How teaching vi to secretaries brought LLMs to humanity


Story time... I'm going to connect vim to the current LLM megatrend :)


Time: around 1976

Place: Bell labs

Unix was new, and vi made people think that computers could be used by non-programmers, for example secretaries (who used to do a lot of typing, dictation, on typewriters!). If you could get secretaries to use vi, they will same so much time!


They liked this idea enough to bring psychologists on board.


One of them was Tom Landauer:


https://en.wikipedia.org/wiki/Thomas_Landauer


You can say they were thinking about UX before the mouse even existed, not to mention GUIs.


They placed secretaries in front of vi and looked at what they did.


They realized that yes, while vi is pure English, human language, they will still misremember commands. Was it 'delete word' (dw) or 'remove word' (rw)? This was a core problem to increase the usability of vi.


The research group decided that synonyms in natural language were a problem; more than synonyms, words that cover partially the same space in semantics as other words, but not completely.


Computers would be much easier to use if they represented meaning. Rather than representing the 'delete' command as a character (d), they should represent different commands in ways that overlap with each other. And they should learn how to do this from looking at human language usage (ie, it's not good enough to have a pre-programmed lookup table with d -> delete, r -> delete etc). Too many possibilities.


The result of this research was the idea that you can represent semantics as a multidimensional space. A word is a vector. Two words with similar meaning are vectors with a high cosine similarity (sounds familiar :) ? ).


They created LSA:


https://en.wikipedia.org/wiki/Latent_semantic_analysis


The paper was revolutionary, because it demonstrated that giving a computer enough text, they could learn the meaning of words. To the point that they could reach a grade in the TOEFL test enough to get admitted in university.


http://wordvec.colorado.edu/papers/Landauer_Dumais_1997.pdf


You can see this has impressive implications. Linguists, like Chomsky, said that we humans come equipped from birth with a system of rules that allows us to learn language. And here you had a machine that learned language from scratch (tabula rasa, just a very general learning mechanism based on coocurrence word-context).


Plus, you can see how the computer gets better as it gets more text. You can train it with only grade 3 text (in size and complexity) and it makes the same mistakes a child of that age does.

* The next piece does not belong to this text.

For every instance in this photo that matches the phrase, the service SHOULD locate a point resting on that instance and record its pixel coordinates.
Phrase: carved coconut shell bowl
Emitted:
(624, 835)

The following are the specifics for each space:

name grade maxDRP # docs # terms # dims

tasa03 3 51 6,974 29,315 300

tasa06 6 59 17,949 55,105 300

tasa09 9 62 22,211 63,582 300

tasa12 12 67 28,882 76,132 300

tasaALL college 73 37,651 92,409 300


http://wordvec.colorado.edu/word_embeddings.html


These were the 90's. Computers were tiny by modern standards. The model in that 1997 paper was not a NN (too computationally expensive). LSA uses truncated singular value decomposition (SVD), which does something that approximates what a NN would do during learning, but much more efficiently. There was code from U of Tennessee that allowed us to do sparse matrix SVD on a matrix of... 37,651 x 92,409 (docs by unique terms).


The computer that ran that was the one with the most memory in the entire campus. An alpha machine, with unix, not linux. It had a whooping... 2gb ram.


They even sold us an Itanium later. Which we barely got any use of, because that platform was full of problems.


LSA was the grandaddy of topics models, BERT, word2vec etc etc to modern day transformers and LLMs.


And all of this... because secretaries couldn't learn vi commands :)


Bell labs was a wonderful place. Tom had lots of stories about conversations in corridors between scientists from different disciplines. Bell labs and The Royal society of London (Newton, Locke etc) are my perfect places in history, where humans were doing what we were supposed to do.